Let me repeat. Is this their problem, or ours?

(NOTE: Don't forget the new term:)

CC Flickr photo By D'Arcy Norman

Wednesday, November 07, 2007

Web 2.0 Inside D2L - ProtoPage Widgets

This video shows the use of Protopage inside Desire2Learn. Protopage is an easy to manage widget-driven website. Near the end of this less-than-5-minute video I state that using ProtoPage inside a VLE (virtual learning environment) might be a little glimpse of the future. It seems to me that any VLE would be more flexible, more customizable, more personable (think PLE or personal learning environment) with a widget-driven structure. Of course I could be wrong.

You can load your own background graphic, which I have done on the Protopage used for this particular D2L embed. You can change the color scheme. You can make it private, semi-private, or public. Anyone can move the widgets around but only someone logged in with editing rights can make permanent changes.
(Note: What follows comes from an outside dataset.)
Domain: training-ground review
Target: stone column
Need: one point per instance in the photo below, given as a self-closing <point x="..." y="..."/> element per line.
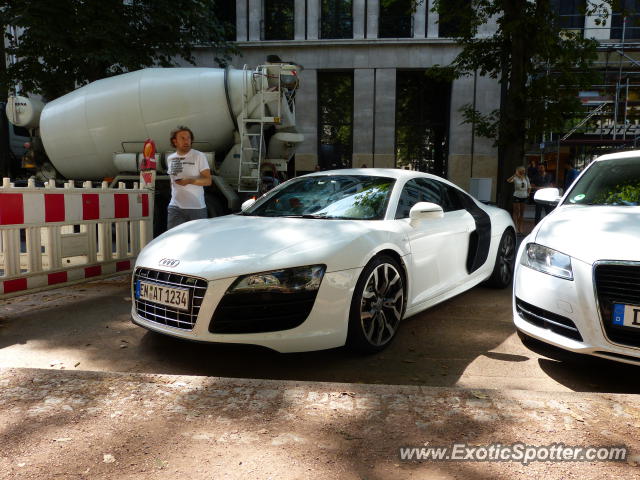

Here is the link to the video in (full-screen option available).

Tuesday, November 06, 2007

Online Tutoring Update

There was an increased usage of the SMARTHINKING online tutoring service at LSC as reported previously (two posts below). It turns out that about half of the increase (46 hours) comes from natural causes (due to the lack of a better phrase), and the other half of the increase (a little more actually) comes from two particular students who used a total of 58 hours between them (in one month!!).

Online Tutoring Hours - LSC -

In the first three of years of offering this service we imposed a limit of 10 hours per student per semester. There were only a few times when students reached that limit and tried to exceed it. In the fourth year we decided that the limit wasn't necessary since few people reached it, and it didn't seem like a big deal if they needed a few extra hours of tutoring help.

Obviously we didn't anticipate the situation where one student would use 39.5 hours of tutoring in a single month. Now we're taking steps to make sure that doesn't happen again. Live and learn.

Monday, November 05, 2007

e-Learning 2008 Schedule is Out

Here's my next pitch about the ITC annual conference. e-Learning 2008 will be held in St. Pete Beach (small town, next to the big city of St. Petersburg) on February 16-19, 2008. No word yet on whether the wi-fi will extend all the way to the actual beach. However, they are promising a sunset every night.

ITC e-learning 2008 Conference Program

The schedule looks great. Compared to many other conferences that I go to, I've found the quality of the concurrent sessions at the ITC conferences to be better, pound-for-pound. There are 7 sessions to choose from at each time slot, not 30-35. Movers and shakers from most of the top PUBLIC e-learning schools are there and making presentations. I'm not saying that the private providers and the for-profit providers are not there at all, but this conference has a heavy dose of influence from state colleges and universities. That works for me.

CC photo by porkfork

Friday, November 02, 2007

Online Tutoring Usage

I'm a bit baffled about why our student usage of online tutoring hours has gone through the roof. This is our fifth year of providing free online tutoring services to students at Lake Superior College. I'm going to look at the usage to ensure that only LSC students are accessing the hours. As long as that is true, then apparently many more faculty members are encouraging the use of the SMARTHINKING service than in previous years. Sounds like a survey topic to me.